Data from: Median Income

Related Article
Explore at:
csvAvailable download formats
Dataset updated
Oct 17, 2024
Dataset authored and provided by
Champaign County Regional Planning Commission
License

Open Database License (ODbL) v1.0https://www.opendatacommons.org/licenses/odbl/1.0/
License information was derived automatically

Description

The estimated median household income and estimated median family income are two separate measures: every family is a household, but not every household is a family. According to the U.S. Census Bureau definitions of the terms, a family “includes a householder and one or more people living in the same household who are related to the householder by birth, marriage, or adoption,”[1] while a household “includes all the people who occupy a housing unit,” including households of just one person[2]. When evaluated together, the estimated median household income and estimated median family income provide a thorough picture of household-level economics in Champaign County.

Both estimated median household income and estimated median family income were higher in 2023 than in 2005. The changes in estimated median household income and estimated median family income between 2022 and 2023 were not statistically significant. Estimated median family income is consistently higher than estimated median household income, largely due to the definitions of each term, and the types of household that are measured and are not measured in each category.

Median income data was sourced from the U.S. Census Bureau’s American Community Survey (ACS) 1-Year Estimates, which are released annually.
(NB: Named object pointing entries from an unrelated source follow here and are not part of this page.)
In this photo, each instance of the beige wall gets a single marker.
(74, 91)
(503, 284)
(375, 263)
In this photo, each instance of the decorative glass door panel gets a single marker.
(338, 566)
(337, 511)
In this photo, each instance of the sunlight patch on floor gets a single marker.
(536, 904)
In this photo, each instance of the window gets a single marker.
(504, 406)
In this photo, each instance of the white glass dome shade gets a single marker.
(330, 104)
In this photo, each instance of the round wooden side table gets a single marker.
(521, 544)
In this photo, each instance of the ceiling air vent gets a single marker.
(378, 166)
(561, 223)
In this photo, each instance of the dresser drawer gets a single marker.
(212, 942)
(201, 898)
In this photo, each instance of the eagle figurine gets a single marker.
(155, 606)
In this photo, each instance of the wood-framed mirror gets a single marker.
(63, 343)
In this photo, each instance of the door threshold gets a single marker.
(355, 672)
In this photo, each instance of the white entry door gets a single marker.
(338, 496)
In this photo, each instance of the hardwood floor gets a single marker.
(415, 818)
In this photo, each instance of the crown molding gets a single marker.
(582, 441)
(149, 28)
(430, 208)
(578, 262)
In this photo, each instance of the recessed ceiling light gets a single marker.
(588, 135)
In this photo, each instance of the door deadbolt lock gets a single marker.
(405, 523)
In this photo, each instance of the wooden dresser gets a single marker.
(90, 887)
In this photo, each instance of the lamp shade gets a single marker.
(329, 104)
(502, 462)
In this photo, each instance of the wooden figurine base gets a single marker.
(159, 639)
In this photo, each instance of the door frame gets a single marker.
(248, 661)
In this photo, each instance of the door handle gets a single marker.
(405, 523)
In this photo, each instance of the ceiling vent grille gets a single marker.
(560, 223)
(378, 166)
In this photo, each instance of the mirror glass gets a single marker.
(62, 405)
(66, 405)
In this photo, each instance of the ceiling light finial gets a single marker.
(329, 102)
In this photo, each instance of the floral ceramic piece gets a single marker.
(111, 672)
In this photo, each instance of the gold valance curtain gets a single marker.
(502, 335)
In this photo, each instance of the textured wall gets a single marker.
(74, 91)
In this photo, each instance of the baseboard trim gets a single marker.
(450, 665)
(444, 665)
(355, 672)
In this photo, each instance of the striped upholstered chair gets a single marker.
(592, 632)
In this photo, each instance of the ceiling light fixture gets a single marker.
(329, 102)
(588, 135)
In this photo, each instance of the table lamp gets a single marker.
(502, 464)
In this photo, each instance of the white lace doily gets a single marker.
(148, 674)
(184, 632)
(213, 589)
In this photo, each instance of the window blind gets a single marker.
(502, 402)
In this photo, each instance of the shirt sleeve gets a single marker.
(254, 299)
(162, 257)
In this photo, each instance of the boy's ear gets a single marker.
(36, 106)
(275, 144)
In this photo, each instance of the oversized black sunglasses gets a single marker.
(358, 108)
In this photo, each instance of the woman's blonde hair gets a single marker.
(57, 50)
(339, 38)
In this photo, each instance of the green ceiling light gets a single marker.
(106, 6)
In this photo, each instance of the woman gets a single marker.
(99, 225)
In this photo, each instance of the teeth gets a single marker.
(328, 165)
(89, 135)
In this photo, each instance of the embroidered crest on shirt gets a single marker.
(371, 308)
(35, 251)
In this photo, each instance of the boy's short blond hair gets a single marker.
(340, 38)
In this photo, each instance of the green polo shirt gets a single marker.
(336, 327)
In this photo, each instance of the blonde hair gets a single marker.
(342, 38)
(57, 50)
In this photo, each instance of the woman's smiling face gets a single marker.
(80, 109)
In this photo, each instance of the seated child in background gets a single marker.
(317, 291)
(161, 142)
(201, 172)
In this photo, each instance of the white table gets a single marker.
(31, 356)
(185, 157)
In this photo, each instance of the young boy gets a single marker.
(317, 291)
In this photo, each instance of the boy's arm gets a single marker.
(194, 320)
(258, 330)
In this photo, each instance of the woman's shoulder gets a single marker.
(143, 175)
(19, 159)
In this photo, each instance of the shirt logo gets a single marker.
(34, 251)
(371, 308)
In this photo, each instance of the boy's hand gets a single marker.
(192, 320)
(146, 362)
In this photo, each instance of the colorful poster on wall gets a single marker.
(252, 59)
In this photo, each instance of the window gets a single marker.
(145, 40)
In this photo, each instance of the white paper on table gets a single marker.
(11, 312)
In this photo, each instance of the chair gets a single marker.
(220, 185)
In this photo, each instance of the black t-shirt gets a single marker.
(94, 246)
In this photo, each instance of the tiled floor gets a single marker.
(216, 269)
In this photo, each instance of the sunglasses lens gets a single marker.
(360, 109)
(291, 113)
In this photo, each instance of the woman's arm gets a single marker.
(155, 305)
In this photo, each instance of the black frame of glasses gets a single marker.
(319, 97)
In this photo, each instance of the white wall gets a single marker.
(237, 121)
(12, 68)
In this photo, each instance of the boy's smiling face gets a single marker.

As with any datasets that are estimates rather than exact counts, it is important to take into account the margins of error (listed in the column beside each figure) when drawing conclusions from the data.

Due to the impact of the COVID-19 pandemic, instead of providing the standard 1-year data products, the Census Bureau released experimental estimates from the 1-year data. This includes a limited number of data tables for the nation, states, and the District of Columbia. The Census Bureau states that the 2020 ACS 1-year experimental tables use an experimental estimation methodology and should not be compared with other ACS data. For these reasons, and because data is not available for Champaign County, no data for 2020 is included in this Indicator.

For interested data users, the 2020 ACS 1-Year Experimental data release includes datasets on Median Household Income in the Past 12 Months (in 2020 Inflation-Adjusted Dollars) and Median Family Income in the Past 12 Months (in 2020 Inflation-Adjusted Dollars).

[1] U.S. Census Bureau. (Date unknown). Glossary. “Family Household.” (Accessed 19 April 2016).

[2] U.S. Census Bureau. (Date unknown). Glossary. “Household.” (Accessed 19 April 2016).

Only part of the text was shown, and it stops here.